Under new management, Pontiac apartment tenants forced to give up pets or face eviction

There's Bonnie Millmine with Peanut and Sherry Tener with Grayson. Pam Craig has Kitkat and Carol Williams has Shadow.

These four women are some of the pet-owning tenants who found a note on their apartment doors on Monday informing them to get rid of their pets, or face eviction.

"He's my companion - he's my best friend - and I love him and I've had him ever since he was eight months old," said Millmine, holding her dog Peanut.

All women live in the North Hill Farms, a subsidized housing apartment complex in Pontiac. While the lease agreement strictly says pets are only allowed if recommended by a doctor, that rule hasn't been enforced in the past. That's according to an employee with the complex.
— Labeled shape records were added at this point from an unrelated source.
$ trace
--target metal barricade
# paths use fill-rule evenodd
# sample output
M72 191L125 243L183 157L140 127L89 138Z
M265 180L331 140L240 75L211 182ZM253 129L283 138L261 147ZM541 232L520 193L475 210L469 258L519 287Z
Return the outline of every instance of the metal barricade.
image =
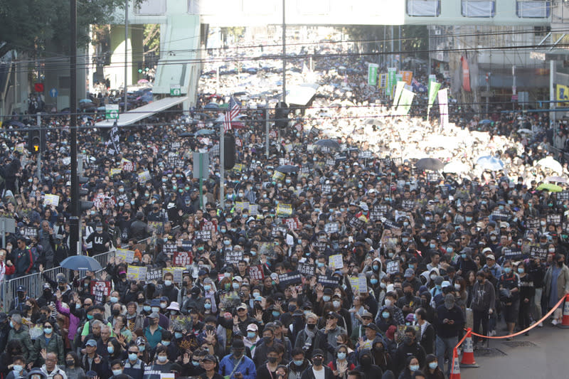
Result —
M100 264L102 269L105 269L105 267L107 267L107 264L109 262L110 258L114 256L115 250L112 250L102 254L98 254L92 257ZM97 274L100 272L100 271L96 272ZM70 270L59 266L53 269L45 269L43 270L43 273L54 281L55 280L56 275L59 273L63 273L65 275L65 278L68 279ZM2 283L1 288L0 288L0 295L2 297L2 303L0 308L5 312L9 310L10 304L16 298L16 290L19 286L26 287L28 297L34 298L39 297L43 292L42 287L46 282L46 279L40 272L34 272L29 275L6 280Z

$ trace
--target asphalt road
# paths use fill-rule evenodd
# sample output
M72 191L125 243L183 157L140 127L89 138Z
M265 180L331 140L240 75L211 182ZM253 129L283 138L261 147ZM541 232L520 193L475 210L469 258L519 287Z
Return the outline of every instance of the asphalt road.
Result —
M490 349L474 351L474 359L480 367L462 368L461 379L569 378L569 329L557 328L548 321L529 334L514 337L511 341L490 340Z

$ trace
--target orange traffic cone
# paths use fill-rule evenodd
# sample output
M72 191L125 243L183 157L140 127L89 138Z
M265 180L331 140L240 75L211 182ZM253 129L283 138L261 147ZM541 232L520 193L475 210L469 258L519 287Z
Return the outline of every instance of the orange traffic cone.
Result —
M565 297L563 303L563 320L561 324L557 325L560 328L569 328L569 294Z
M462 367L480 367L474 361L474 349L472 345L472 330L467 329L467 337L462 343L462 360L460 365Z
M458 361L457 348L452 350L452 368L449 379L460 379L460 363Z

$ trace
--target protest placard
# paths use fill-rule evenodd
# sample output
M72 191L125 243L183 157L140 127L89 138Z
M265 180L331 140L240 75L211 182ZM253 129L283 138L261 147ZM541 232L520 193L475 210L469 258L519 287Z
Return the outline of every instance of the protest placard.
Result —
M257 280L262 280L265 279L265 272L263 272L262 265L249 266L248 269L249 277L251 279L256 279Z
M337 277L331 277L329 275L318 275L317 277L317 282L324 287L335 288L340 284L340 278Z
M111 282L106 280L92 280L89 289L90 294L95 297L95 301L97 304L102 303L111 294Z
M548 215L547 223L548 225L553 224L555 226L561 225L561 215Z
M399 261L392 260L387 262L385 272L388 274L397 274L399 272Z
M59 196L46 193L43 196L43 205L53 205L54 207L58 206L59 205Z
M33 228L33 226L24 226L20 228L20 234L26 238L31 238L32 237L37 237L38 228Z
M529 255L532 258L541 258L545 260L547 258L548 250L547 247L541 247L540 246L532 246L529 249Z
M316 272L316 267L314 263L299 263L298 271L304 277L313 277Z
M261 242L259 244L259 254L265 255L267 257L275 255L275 243Z
M243 250L226 250L225 251L225 265L237 265L240 260L243 259Z
M324 252L326 251L326 247L328 246L328 244L325 242L316 241L312 242L312 246L314 246L314 250L316 250L319 254L324 254Z
M289 217L292 214L292 205L290 204L277 204L277 217Z
M151 180L151 178L152 176L150 176L150 172L148 170L138 173L139 183L146 183L147 181Z
M132 263L132 260L134 259L134 250L119 248L115 250L115 257L127 263Z
M186 269L185 267L164 267L162 269L162 277L164 277L164 274L166 272L171 272L174 275L174 282L181 283L182 274L184 269Z
M327 234L337 233L339 230L338 223L328 223L324 225L324 232Z
M127 267L127 279L145 282L147 279L147 267L129 265L128 267Z
M196 230L193 232L196 240L207 241L211 238L211 230Z
M172 257L172 266L186 267L192 263L192 254L191 251L176 251Z
M147 269L147 282L162 279L162 270L159 267Z
M299 228L300 223L298 220L298 218L297 217L291 217L289 218L285 218L282 220L288 228L291 230L297 230Z
M328 258L328 265L334 270L344 268L344 257L341 254L330 255Z
M302 283L302 277L298 271L279 274L279 287L284 289L291 284Z

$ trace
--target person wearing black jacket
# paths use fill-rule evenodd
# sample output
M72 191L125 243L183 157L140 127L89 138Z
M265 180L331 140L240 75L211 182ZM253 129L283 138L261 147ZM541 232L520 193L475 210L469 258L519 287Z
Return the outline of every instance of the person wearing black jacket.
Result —
M324 365L324 352L319 349L315 348L312 351L312 367L304 370L300 379L316 379L314 371L324 370L324 379L334 379L334 373L329 367Z
M416 341L417 334L413 326L408 326L405 330L403 342L399 344L395 351L395 366L399 373L405 369L407 358L414 356L419 360L419 365L425 364L425 349ZM454 347L454 346L453 346Z
M447 294L445 304L437 308L437 320L435 323L437 329L437 360L439 368L445 372L445 354L452 357L452 349L458 342L458 333L464 327L464 316L462 311L454 304L454 295ZM420 361L419 365L423 365ZM448 370L450 373L452 358L449 358Z

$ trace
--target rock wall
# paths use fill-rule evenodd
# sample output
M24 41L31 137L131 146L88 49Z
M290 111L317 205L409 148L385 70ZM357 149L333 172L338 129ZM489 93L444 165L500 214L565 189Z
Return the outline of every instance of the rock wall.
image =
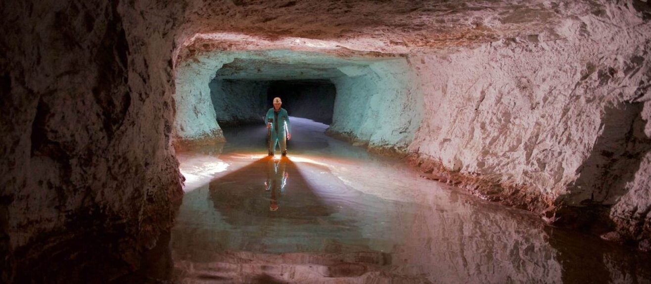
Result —
M0 6L0 282L133 269L182 192L169 142L183 5Z
M422 96L406 60L342 68L333 79L337 99L329 133L371 148L406 150L423 115Z
M337 89L329 80L279 81L269 86L267 101L271 107L271 100L279 96L290 115L329 124L336 94Z
M634 10L608 8L539 35L413 55L426 111L409 150L449 171L524 186L536 197L523 207L549 206L551 221L582 225L579 215L616 204L613 216L648 224L638 208L651 205L641 177L651 149L641 115L651 26Z
M644 102L641 117L646 122L644 133L651 137L651 101ZM610 217L622 236L640 240L651 236L651 152L647 151L636 165L627 173L635 176L626 180L626 193L613 206ZM651 250L651 242L641 242L640 248Z
M264 125L269 85L264 81L212 80L208 87L219 126Z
However, the complex is under new management - a company out of Fenton. The same employee said the enforcement of the policy was meant to address recent problems with the dogs at the complex.

Even so, tenants remain upset with the policy - uninterested in letting go of their furry companions.
"They're like family. This is my kid - it would be like getting rid of one of my kids. I can't do that," said Millmine.

Sherry Tener echoes her sentiment.

"I'm not getting rid of him - for nobody - he's my emotional support dog," she said. "I have many health issues and he's there for me. Almost everybody out here has pets. What are you going to do? Evict everybody?"

Carol WIlliams said she's all by herself, so her cat Kitkat is all she has.

"It's not right. When I moved in here, I had my cat and I paid for them. I paid $10 for each animal that I have."

While a representative with the company said if people have letters from their doctors that's fine, however the notice placed Monday omitted any exceptions. The additional confusion has tenants considering ultimatums, preferring to leave their home before their pet.

"You can evict me. I'd rather be homeless living in a car with him than not have him," said Tener.